Our task as adults in care of the next generation is not to erase these kids’ differences, something we could never fully accomplish anyway. Our task is to protect at-risk children from being hurt by other kids. Our task is to teach all kids to recognize and respect diversity in all its forms, even when they are made uncomfortable or afraid or frustrated by it; to teach them that attacking kids who are different from them is never, ever, ever OK. Yes, many kids will probably still experiment with bullying behaviors, but we can work to create a culture in which those behaviors are not acceptable, or just shrugged off as “normal.”

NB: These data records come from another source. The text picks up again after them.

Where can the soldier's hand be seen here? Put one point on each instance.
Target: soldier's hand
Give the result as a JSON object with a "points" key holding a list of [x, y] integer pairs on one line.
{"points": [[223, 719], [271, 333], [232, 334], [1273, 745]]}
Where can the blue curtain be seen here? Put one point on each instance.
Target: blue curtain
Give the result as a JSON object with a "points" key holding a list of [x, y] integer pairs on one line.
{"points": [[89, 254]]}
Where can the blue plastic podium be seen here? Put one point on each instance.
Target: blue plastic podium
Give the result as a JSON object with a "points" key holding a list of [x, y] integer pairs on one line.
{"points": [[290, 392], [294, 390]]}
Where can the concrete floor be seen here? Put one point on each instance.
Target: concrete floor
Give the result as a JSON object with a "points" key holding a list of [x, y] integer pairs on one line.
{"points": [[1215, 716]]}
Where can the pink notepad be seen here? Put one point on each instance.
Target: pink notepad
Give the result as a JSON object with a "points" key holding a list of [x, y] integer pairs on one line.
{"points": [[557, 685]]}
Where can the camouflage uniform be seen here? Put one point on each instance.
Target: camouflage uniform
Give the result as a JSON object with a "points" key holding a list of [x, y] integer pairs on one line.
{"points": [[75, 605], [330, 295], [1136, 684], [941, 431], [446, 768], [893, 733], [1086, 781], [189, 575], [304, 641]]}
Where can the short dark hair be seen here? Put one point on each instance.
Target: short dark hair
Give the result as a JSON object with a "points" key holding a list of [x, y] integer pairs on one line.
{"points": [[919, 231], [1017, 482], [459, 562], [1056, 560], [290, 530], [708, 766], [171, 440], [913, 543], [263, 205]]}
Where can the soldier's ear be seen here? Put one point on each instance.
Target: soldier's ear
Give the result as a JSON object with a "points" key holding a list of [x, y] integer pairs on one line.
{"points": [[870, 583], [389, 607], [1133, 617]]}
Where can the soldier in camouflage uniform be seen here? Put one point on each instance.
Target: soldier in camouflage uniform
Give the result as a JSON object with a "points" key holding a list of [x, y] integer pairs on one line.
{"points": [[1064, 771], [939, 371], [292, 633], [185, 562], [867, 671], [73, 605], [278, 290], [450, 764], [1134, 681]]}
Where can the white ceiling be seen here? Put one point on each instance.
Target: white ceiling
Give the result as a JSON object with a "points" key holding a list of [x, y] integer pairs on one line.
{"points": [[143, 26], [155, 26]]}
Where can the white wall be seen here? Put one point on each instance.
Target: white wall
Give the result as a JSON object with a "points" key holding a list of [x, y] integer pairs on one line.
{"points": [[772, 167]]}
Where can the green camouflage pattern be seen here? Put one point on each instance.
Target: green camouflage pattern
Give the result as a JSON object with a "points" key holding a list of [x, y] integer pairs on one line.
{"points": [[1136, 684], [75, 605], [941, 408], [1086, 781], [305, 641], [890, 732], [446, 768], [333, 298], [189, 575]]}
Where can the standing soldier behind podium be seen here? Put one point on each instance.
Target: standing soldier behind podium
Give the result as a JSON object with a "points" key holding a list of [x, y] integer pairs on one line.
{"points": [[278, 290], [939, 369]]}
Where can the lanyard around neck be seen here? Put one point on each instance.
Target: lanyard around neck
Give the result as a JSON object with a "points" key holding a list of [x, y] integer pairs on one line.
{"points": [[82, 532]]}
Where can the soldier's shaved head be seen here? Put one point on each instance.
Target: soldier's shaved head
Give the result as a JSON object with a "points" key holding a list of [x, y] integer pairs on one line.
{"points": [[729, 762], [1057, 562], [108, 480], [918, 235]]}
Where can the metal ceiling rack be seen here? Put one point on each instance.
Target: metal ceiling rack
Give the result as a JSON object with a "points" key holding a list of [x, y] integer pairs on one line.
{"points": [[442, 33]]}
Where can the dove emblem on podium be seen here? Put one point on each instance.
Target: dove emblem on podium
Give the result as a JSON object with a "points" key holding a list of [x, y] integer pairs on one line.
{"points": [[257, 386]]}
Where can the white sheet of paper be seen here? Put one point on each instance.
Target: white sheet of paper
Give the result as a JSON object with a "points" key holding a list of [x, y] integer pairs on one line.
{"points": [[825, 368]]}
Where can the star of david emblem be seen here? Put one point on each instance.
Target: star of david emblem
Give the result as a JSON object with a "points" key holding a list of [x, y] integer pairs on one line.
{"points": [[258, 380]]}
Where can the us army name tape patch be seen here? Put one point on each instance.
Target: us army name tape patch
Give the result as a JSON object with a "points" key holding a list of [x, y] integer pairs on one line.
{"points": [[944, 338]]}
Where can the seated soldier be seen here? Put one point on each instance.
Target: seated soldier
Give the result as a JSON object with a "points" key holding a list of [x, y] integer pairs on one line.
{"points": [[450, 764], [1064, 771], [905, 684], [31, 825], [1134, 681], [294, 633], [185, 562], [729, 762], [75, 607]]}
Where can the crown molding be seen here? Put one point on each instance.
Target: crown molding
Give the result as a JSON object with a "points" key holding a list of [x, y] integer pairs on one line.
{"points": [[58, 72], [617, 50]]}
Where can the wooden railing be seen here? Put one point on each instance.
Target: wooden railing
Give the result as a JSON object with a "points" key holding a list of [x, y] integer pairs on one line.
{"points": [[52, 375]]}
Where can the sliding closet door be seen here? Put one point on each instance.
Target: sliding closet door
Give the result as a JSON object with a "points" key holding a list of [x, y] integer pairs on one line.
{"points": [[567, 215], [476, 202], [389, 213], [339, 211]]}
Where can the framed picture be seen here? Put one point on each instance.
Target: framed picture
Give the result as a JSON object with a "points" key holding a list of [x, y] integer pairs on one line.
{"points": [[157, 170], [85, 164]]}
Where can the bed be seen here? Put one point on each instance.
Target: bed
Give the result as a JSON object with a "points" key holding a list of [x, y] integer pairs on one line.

“You take a child, and you change the way they look. To anybody who sees them, they’re good-looking,” Romo told NBC News’ Hoda Kotb, in a segment to air on “Dateline” on Sunday. “That gives the child strength. We can’t go after the bully. But we can try and empower the children.”
Except we CAN go after the bully. The bully is the one that needs the intervention here, as their behavior is just as socially inept and destructive as anything their awkward insecure target may be doing.
Renata’s mother reports she is happier than she’s ever been, post-surgery, and that she intends to return to school, and hey, that’s great for her. When an individual child is suffering, it’d be monstrous not to cheer for them when they find their confidence. But on a social and cultural level, this is a happy ending that comes at a heavy price, and it won't be the bullies who are paying for it.